Pour l’exécution de cette sous-traitance, la société Dervaux a signé un contrat de sous-traitance avec la société Gardiol, titulaire du marché public. Puis, la société Gardiol a signé un acte spécial de sous-traitance avec la personne publique par lequel cette dernière a accepté le sous-traitant. Or, pendant l’exécution du contrat de sous-traitance, le maître d’ouvrage et le titulaire du marché ont modifié l’acte spécial en diminuant les droits à paiement direct du sous-traitant.

La société sous-traitante a donc intenté une action devant le juge administratif en paiement direct contre le grand port maritime de Marseille afin que le solde de son marché lui soit payé. Le tribunal administratif, puis la Cour administrative d’appel, ont rejeté ce recours au motif que l’acte spécial ayant été modifié le maître d’ouvrage pouvait l’appliquer et réduire le paiement du sous-traitant.

Ce dernier se pourvoit en cassation devant le Conseil d’État qui infirme le raisonnement des juges du fond et estime que si le contrat de sous-traitance n’a pas été modifié, la seule modification de l’acte spécial de sous-traitance, modification à laquelle le sous-traitant n’avait pas participé, ne lui permet pas d’être appliqué au sous-traitant. La haute juridiction fait ici une lecture stricte de l’article 6 de la loi du 31 décembre 1975 et de l’article 114 du Code des marchés publics (alors applicable) et affirme donc que le contrat de sous-traitance conditionne l’acte spécial et que ce dernier ne peut être modifié par le maître d’ouvrage et le titulaire du marché même pour prendre en considération la mauvaise exécution du contrat par le sous-traitant comme en l’espèce. Ainsi, selon le Conseil d’État, le Grand port maritime de Marseille ne pouvait réduire le montant ouvrant droit au paiement direct du sous-traitant.
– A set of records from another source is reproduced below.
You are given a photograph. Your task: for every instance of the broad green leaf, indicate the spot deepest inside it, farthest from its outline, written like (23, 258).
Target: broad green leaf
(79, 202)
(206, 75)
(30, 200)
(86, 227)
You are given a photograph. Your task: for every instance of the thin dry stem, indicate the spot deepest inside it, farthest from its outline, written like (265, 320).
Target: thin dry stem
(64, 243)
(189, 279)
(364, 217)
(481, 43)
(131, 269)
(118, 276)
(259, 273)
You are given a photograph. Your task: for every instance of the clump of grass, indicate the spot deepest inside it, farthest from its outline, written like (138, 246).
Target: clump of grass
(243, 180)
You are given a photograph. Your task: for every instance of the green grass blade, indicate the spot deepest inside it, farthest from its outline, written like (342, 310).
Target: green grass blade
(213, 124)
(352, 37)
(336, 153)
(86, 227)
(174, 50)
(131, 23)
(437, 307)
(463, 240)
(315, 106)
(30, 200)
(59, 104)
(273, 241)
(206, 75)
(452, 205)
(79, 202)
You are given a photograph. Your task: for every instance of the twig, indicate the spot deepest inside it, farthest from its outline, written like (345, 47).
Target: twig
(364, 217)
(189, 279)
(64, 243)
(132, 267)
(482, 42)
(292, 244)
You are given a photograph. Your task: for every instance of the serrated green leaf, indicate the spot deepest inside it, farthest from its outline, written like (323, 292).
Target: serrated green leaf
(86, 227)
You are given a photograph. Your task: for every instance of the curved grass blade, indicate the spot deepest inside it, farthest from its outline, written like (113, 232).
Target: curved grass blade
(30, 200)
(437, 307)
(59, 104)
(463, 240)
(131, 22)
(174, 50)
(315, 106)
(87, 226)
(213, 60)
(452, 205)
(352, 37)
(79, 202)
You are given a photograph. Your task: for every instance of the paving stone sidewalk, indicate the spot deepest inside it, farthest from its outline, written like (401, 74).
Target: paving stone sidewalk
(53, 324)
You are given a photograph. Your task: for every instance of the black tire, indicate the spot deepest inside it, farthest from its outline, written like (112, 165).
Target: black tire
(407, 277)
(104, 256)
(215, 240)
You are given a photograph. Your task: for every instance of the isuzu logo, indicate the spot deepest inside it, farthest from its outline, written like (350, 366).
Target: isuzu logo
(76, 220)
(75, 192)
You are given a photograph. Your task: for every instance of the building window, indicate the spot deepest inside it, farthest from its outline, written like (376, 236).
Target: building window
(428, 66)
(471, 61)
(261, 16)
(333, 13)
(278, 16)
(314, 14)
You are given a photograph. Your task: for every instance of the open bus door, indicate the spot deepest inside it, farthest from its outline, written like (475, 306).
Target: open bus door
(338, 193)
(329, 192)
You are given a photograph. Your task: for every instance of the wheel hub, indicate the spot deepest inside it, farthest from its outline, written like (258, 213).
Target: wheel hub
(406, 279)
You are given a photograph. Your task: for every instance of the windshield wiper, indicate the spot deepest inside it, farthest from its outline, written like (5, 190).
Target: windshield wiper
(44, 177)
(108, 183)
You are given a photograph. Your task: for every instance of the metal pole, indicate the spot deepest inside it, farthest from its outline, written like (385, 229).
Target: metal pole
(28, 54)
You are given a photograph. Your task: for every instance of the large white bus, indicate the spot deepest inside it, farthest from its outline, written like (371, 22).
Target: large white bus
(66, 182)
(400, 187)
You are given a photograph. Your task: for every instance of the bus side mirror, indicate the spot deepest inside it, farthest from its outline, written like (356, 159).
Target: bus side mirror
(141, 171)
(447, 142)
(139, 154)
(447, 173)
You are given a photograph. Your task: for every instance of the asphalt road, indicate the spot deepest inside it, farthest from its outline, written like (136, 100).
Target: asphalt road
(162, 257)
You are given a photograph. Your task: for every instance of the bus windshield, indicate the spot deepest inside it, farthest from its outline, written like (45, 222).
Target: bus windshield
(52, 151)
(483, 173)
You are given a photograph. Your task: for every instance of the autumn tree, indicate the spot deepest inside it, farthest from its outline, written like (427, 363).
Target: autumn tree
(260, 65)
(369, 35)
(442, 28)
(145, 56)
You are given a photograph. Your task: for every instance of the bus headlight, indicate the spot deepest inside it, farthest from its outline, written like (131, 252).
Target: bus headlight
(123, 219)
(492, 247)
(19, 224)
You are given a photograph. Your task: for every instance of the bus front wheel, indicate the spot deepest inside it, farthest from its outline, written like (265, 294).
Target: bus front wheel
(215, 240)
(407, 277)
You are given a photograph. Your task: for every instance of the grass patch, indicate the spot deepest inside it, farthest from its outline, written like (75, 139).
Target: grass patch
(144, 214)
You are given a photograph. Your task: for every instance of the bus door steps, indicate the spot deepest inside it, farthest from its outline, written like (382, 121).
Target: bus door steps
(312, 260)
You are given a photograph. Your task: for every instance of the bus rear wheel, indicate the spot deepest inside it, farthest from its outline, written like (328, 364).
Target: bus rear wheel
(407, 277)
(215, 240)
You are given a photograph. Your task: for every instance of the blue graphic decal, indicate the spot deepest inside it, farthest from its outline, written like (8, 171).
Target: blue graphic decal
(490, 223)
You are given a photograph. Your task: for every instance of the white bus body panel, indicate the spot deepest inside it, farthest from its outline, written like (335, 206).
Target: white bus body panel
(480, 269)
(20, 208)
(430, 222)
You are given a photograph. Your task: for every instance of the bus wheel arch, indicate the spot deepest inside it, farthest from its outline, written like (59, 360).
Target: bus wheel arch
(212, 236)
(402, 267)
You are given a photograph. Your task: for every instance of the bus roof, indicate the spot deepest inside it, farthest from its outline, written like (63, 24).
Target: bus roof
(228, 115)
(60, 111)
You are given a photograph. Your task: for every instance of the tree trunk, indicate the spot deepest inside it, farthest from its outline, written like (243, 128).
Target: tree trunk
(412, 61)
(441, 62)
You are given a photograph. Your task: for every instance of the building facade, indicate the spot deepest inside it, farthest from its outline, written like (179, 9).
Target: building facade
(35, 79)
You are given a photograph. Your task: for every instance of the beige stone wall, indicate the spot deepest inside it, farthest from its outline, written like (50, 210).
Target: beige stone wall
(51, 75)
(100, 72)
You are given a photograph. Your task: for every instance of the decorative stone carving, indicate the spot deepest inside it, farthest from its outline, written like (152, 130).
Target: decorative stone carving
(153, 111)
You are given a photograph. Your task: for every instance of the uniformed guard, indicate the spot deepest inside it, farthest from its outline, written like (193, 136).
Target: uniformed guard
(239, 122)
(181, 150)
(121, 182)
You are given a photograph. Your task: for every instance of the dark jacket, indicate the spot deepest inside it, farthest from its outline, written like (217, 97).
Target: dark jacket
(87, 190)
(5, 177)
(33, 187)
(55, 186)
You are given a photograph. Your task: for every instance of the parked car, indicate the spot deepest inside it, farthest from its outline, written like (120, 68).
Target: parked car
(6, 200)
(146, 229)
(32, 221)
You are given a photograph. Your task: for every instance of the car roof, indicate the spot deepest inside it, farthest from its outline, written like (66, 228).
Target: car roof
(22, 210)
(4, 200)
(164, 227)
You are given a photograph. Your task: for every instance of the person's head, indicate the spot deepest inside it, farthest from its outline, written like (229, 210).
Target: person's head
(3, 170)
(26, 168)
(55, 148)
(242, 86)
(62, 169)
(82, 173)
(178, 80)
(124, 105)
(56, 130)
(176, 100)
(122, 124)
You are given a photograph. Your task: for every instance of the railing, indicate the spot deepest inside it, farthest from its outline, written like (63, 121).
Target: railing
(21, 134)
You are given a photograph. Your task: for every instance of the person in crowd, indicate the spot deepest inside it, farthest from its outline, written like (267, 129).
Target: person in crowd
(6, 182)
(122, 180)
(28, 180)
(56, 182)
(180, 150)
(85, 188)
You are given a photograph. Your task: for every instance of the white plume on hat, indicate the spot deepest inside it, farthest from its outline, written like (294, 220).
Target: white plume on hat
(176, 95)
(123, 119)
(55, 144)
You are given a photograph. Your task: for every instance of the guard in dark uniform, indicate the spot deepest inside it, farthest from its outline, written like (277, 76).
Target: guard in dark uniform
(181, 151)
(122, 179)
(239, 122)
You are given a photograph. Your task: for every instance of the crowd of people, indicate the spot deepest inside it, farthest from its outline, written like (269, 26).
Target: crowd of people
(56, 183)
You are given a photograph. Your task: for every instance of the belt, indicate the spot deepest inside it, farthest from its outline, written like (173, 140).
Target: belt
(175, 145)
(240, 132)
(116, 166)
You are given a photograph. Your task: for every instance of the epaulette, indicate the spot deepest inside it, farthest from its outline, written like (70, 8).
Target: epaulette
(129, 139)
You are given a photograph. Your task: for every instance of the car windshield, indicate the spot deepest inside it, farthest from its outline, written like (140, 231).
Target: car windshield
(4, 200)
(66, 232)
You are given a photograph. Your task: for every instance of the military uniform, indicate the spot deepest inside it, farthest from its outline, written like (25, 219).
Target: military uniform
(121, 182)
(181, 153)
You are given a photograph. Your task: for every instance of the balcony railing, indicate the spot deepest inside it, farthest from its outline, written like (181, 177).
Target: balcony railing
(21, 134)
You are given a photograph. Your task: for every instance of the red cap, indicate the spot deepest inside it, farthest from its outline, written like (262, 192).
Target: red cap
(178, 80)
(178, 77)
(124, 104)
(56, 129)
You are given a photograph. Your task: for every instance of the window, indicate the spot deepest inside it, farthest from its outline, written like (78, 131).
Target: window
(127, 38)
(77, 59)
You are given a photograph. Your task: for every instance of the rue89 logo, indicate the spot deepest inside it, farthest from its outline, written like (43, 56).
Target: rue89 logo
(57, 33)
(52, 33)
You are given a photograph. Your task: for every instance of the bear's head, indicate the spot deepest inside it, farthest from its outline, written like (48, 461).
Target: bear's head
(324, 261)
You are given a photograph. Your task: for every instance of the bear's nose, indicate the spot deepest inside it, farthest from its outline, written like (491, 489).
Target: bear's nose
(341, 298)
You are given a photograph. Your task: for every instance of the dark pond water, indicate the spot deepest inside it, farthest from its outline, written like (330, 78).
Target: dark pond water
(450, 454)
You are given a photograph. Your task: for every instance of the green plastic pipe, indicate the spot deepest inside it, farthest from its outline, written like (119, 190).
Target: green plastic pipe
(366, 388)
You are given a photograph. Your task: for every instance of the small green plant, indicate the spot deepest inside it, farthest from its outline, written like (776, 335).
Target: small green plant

Le Conseil d’État estime que le droit direct au paiement permet au maître d’ouvrage de contrôler l’effectivité des travaux du sous-traitant mais qu’il revient alors au maître d’ouvrage de prouver l’inexécution du contrat devant le juge administratif qui reste le juge du marché public de travaux.

Par cet arrêt, le Conseil d’État cantonne l’acte spécial de sous-traitance à une définition stricte qui est la constatation de l’acceptation du sous-traitant par le maître d’ouvrage et de l’ouverture du droit au paiement direct pour le sous-traitant.

De même, cette décision de la haute juridiction poursuit une jurisprudence visant à ce que le sous-traitant signe aussi l’acte spécial. Ainsi, si le sous-traitant avait signé l’acte spécial, la décision aurait sûrement était différente. Le Conseil d’État fait une application du droit général des contrats en refusant qu’un contrat s’applique à une partie qui n’en est pas signataire.